SciPy 2025

From Model to Trust: Building upon tamper-proof ML metadata records
07-11, 13:55–14:25 (US/Pacific), Room 315

The increasing prevalence of AI models necessitates robust mechanisms to ensure their trustworthiness. This talk introduces a standardized, PKI-agnostic approach to verifying the origins and integrity of machine learning models, as built by the OpenSSF Model Signing project. We extend this methodology beyond models to encompass datasets and other associated files, offering a holistic solution for maintaining data provenance and integrity.

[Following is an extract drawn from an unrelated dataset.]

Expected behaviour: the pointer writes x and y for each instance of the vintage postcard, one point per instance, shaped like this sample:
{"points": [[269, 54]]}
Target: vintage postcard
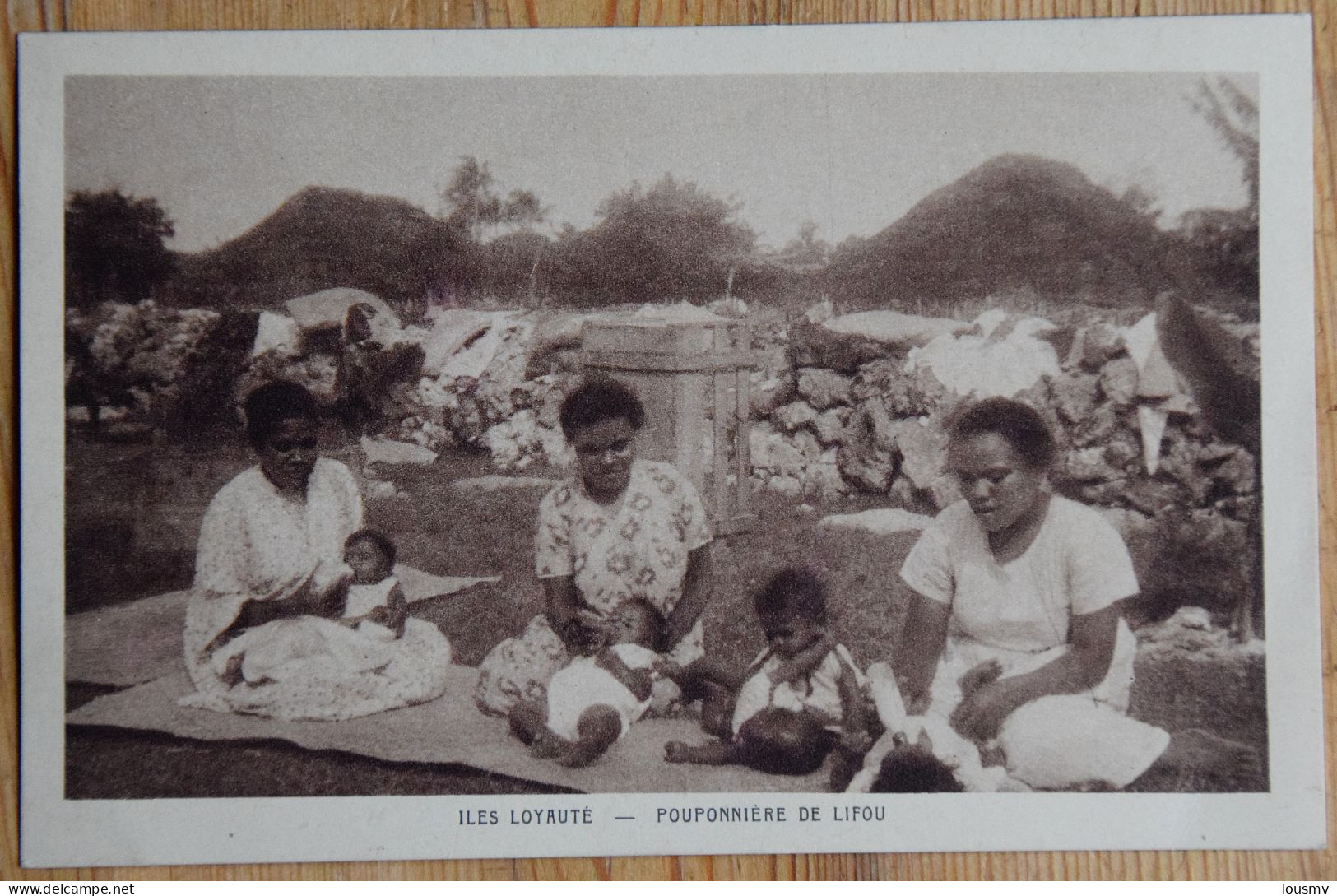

The integrity and provenance of machine learning models are critical for building trustworthy AI systems. While cryptographic signing protects many digital assets, a standardized approach for verifying model origins and ensuring they haven't been tampered with is still missing. We are addressing this gap by building upon the OpenSSF Model Signing project – a PKI-agnostic method for creating verifiable claims on bundles of ML artifacts. We show how this project can expand beyond just model signing to also cover datasets, and other associated files, recording all integrity information in a single manifest.

In fact, this can be used as a foundation layer upon which we can build useful AI supply-chain solutions, both in terms of security and in terms of reducing development costs. Imagine querying "What datasets were used to train this model?" or determining which models and agents have been trained on a poisoned dataset, even before these get deploy in production systems. This is all possible by merging model signing, model cards, SLSA and AI-BOM information and analyzing all this metadata using tools such as GUAC. Our talk lays the groundwork for such capabilities.Benefits to the ecosystem
We have a vision on how a secure end-to-end ML system can look like, in a way that not only enhances security but also allows companies to keep costs down. This talk lays down the foundations of this vision, presents what is already here and what we are planning to work on under OpenSSF and CoSAI this year to achieve this vision.

Supply chain security @ Google OSS Security Team

Mihai Maruseac is a member of Google Open Source Security team (GOSST), working on Supply Chain Security, mainly on GUAC. Before joining GOSST, Mihai created the TensorFlow Security team after joining Google, moving from a startup to incorporate Differential Privacy (DP) withing Machine Learning (ML) algorithms. Mihai has a PhD in Differential Privacy from UMass Boston.